Last Thursday evening, the DOL issued a Request for Information (RFI) on the fiduciary rule and related exemptions. While financial institutions and other service providers to retirement investors have been living under the fiduciary rule since June 9, many of them still take comfort in the fact that the more burdensome requirements of the Best Interest Contract (BIC) Exemption and the Principal Transactions Exemption will not become applicable until January 1, 2018 and that, for now, they can rely on these exemptions so long as they comply with the principles-based Impartial Conduct Standards (see our prior post for a description of which requirements became applicable as of June 9 and which requirements are currently scheduled to become applicable on January 1, 2018). Many have predicted, or at least hoped, that the January 1, 2018 full applicability date will be delayed further. By issuing the RFI, the DOL took the first step toward making this further delay a real possibility.

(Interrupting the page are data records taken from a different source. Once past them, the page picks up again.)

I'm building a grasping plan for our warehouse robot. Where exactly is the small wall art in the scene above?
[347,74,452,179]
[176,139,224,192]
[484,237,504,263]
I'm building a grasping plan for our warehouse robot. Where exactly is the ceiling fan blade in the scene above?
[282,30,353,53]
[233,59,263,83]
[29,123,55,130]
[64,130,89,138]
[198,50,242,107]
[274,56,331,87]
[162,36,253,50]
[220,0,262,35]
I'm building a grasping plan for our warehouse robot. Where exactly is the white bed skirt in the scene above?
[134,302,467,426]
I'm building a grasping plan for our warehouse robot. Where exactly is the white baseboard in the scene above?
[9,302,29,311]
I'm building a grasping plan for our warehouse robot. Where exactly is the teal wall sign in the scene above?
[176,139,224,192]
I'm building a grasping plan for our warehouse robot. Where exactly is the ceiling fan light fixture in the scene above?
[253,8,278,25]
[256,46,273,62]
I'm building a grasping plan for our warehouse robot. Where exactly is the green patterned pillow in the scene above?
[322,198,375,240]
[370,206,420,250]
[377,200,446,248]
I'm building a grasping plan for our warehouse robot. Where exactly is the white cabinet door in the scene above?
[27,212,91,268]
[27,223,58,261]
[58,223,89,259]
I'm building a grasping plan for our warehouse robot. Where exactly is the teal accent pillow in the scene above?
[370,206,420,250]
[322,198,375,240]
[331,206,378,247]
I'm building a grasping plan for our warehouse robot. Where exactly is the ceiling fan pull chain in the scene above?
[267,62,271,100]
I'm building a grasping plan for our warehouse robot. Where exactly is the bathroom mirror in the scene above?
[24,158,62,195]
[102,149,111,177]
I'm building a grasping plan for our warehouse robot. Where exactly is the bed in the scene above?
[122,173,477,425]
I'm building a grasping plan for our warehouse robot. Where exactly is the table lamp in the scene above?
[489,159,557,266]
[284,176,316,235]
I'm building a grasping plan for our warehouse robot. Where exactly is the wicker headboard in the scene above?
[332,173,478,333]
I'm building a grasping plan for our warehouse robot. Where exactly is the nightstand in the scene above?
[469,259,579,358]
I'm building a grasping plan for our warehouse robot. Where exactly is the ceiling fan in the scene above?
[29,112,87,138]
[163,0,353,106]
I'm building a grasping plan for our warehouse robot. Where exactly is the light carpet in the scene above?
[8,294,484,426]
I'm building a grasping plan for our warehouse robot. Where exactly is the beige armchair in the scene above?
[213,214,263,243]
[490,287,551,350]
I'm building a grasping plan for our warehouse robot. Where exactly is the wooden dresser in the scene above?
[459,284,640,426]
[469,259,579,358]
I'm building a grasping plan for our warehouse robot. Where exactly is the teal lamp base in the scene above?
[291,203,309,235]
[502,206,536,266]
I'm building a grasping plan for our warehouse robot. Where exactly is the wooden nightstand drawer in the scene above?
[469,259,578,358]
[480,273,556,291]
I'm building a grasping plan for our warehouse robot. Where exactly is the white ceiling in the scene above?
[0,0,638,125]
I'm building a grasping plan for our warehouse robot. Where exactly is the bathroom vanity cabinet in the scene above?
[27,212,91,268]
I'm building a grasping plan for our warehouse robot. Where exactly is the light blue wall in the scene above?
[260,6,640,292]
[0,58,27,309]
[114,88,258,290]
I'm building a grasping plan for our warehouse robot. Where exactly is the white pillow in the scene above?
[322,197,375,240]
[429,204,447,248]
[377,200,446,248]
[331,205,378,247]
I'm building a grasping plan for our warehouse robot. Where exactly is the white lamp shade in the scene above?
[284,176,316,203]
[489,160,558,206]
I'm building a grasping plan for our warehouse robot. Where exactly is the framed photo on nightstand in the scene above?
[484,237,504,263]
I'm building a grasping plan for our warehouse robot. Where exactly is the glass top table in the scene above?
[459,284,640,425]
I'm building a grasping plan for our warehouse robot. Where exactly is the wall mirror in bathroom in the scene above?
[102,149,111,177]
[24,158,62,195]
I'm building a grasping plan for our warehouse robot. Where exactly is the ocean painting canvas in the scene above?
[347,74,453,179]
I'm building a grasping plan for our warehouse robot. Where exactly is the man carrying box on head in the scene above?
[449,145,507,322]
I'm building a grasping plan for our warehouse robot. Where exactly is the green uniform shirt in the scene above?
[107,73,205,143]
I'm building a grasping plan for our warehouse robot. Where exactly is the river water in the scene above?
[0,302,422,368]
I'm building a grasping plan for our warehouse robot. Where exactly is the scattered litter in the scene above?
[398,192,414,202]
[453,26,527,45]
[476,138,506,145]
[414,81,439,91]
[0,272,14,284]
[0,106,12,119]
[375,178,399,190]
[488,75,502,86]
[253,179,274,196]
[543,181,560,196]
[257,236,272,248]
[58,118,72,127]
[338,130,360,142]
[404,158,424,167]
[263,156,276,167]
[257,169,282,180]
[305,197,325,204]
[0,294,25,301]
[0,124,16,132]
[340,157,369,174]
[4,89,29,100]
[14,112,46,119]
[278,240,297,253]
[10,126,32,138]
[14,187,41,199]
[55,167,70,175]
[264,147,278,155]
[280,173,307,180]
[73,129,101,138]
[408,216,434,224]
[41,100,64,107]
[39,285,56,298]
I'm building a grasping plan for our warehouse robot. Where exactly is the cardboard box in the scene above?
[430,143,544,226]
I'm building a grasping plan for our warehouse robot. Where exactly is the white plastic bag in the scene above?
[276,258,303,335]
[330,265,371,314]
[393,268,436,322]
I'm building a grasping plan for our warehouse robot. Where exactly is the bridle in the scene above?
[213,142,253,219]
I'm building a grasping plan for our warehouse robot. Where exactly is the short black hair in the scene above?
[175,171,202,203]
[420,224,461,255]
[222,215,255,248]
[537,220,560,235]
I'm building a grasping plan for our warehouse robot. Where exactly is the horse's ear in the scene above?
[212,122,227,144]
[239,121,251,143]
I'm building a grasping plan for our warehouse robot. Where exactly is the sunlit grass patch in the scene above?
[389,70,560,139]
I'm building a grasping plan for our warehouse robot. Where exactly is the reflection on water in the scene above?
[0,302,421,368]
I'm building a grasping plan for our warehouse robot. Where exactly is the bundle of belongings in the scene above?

The DOL indicated that it is still in the process reviewing comments submitted on the broader examination of the rule as directed by an earlier Presidential Memorandum issued by the Trump administration, but in light of recent market developments in response to the rule (e.g., the development of mutual fund “clean shares” and T-shares), it is interested in receiving additional input from the public on whether and how to streamline the rule and related exemptions, and whether to delay the rule’s full applicability date to allow more efficient implementation, in response to these recent developments. Accordingly, the RFI seeks comments on the potential delay of the January 1, 2018 applicability date of the full requirements of the BIC Exemption and the Principal Transactions Exemption, as well as 17 other questions that address a range of general and specific topics, including:
- Do the rule and related exemptions appropriately balance the interests of retirement investors in receiving broad-based advice while protecting them from conflicts of interest?
- Are there alternative approaches better than the current rule and exemptions?
- Does the contract requirement in the BIC Exemption and the Principal Transactions Exemption ultimately harm investors by increasing costs and limiting their access to advice?
- Can mutual fund clean shares help eliminate conflicts of interest by taking away compensation incentives for recommending certain funds over others, and what are the legal and operational hurdles in making such shares available?
- Besides clean shares and T-shares, what other market innovations can help eliminate or mitigate conflicts of interest associated with recommendations of certain financial products and increase transparency for investors?
- How can the Principal Transactions Exemption, which is currently available only with respect to a limited set of asset classes, be revised or expanded to better serve investor interests and provide market flexibility?
- How can the disclosure requirement under the BIC exemption be simplified?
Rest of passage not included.